The catalytic cycle of an enzyme involves at least three steps: substrate binding, chemical transformation and product release. The simplest kinetic scheme used to understand enzyme catalysis is that proposed by Michaelis and Menten, which involves the formation of a substrate-catalyst complex previous to the actual chemical reaction:

(1)   \begin{equation*}  E + S \rightleftarrows ES \longrightarrow P + E \end{equation*}

We will focus here on the chemical step, showing how enzymatic chemical reactions can be analysed from a computational perspective and what have we learnt from these studies. We discuss theoretical approaches for the study of catalytic activity, consensus and discrepancies reached until now to describe the origin of this activity, and attempts to use all these findings in the development of new and more powerful catalysts.

Enzyme catalysis in Theoretical Chemistry

A complete understanding of chemical reactions requires an interpretation of the macroscopic observations (in this case the rate constant of the chemical step) from a microscopic perspective. The Transition State Theory (TST) is probably the most used theory to predict and interpret macroscopic rate constants from first principles [3]. TST establishes that the rate of a chemical transformation can be expressed as the probability to reach an activated conformation (or Transition State, TS) from the reactants (or Michaelis complex, ES in (1)) multiplied by the frequency needed for this complex to achieve the product state. The probability that reactants reach the activated conformation is given by the free energy difference with the TS, or activation free energy (\Delta G^\ddagger). The TST expression for the rate constant k_r of an unimolecular reaction (as the conversion from ES to P reflected in (1)) is then given by:

(2)   \begin{equation*}    k_r = \frac{k_BT}{h} \: e^{-\frac{\Delta G^\ddagger}{RT}} \end{equation*}

where the exponential factor accounts for the probability to achieve the TS and the preexponential term (where k_B is the Boltzmann constant, h is Planck’s constant and T is temperature) is the universal frequency term. This theory is valid for many of the cases in which chemists are interested, except for those situations where thermal equilibrium is not reached or when light nuclei (hydrogen) are transferred. Nevertheless, even in this latter case, the TST expression can be corrected to account for those situations in which the light particle can tunnel through the energy barrier due to its non-classical nature.

Potential Energy Surface of a chemical reaction in a small molecular system and in an enzyme

Figure 1. Potential Energy Surface corresponding to a chemical reaction. (a) Small molecular system. (b) Enzyme. In large biomolecular systems there are myriads of possible stationary structures and the corresponding Potential Energy Surface is very rough. Simulations methods are needed to explore the relevant conformations of the system.
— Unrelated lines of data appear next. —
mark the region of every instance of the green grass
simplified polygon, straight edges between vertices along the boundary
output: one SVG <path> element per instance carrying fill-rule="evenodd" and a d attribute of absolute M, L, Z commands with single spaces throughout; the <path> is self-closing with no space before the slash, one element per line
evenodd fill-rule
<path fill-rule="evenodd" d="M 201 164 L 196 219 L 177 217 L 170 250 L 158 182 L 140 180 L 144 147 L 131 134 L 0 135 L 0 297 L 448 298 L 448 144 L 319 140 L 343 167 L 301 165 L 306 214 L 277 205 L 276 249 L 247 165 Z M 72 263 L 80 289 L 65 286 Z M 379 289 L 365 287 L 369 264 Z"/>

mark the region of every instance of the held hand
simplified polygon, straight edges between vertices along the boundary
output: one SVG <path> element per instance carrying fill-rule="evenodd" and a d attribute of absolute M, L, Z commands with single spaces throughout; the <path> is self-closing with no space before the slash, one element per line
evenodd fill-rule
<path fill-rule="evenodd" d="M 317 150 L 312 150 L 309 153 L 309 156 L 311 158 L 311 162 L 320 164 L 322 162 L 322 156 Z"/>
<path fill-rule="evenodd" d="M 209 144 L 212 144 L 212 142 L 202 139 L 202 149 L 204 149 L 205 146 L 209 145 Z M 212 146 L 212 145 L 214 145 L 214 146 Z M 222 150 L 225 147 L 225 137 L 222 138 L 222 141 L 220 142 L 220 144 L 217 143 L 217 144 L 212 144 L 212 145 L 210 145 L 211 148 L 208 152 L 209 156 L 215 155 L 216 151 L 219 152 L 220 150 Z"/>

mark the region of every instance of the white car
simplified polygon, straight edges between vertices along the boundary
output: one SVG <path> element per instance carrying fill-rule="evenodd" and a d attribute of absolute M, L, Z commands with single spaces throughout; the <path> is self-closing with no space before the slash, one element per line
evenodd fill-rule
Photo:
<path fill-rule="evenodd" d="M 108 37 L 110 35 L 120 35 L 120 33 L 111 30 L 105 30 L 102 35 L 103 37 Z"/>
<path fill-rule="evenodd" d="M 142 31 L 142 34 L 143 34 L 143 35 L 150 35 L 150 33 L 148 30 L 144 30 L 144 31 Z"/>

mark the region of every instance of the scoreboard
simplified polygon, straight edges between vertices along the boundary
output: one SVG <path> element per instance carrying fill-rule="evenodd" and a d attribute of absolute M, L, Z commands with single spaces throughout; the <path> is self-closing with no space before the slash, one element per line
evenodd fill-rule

The application of this expression to gas phase reactions of small molecules is quite straightforward. Chemical reactions are about electron reorganization which means that quantum mechanics (QM) is required. QM methods can then be used to obtain the energy of the molecules as a function of different coordinates that drive the system from the reactant state to the product state. For example, in a simple S_{N}2 reaction such, as OH^- + CH_{3}Cl \rightarrow CH_{3}OH + Cl^- the distances associated to the bond to be broken (C-Cl) and the bond to be formed (O-C) can be used to obtain the potential energy of the system during the chemical transformation. Once the potential energy surface (PES) of the reaction is known (see Figure 1a) the free energies associated to the reactants and to the TS (and then the activation free energy) can be easily obtained using Statistical Thermodynamics under useful approximations, such as the harmonic behaviour of molecular vibrations.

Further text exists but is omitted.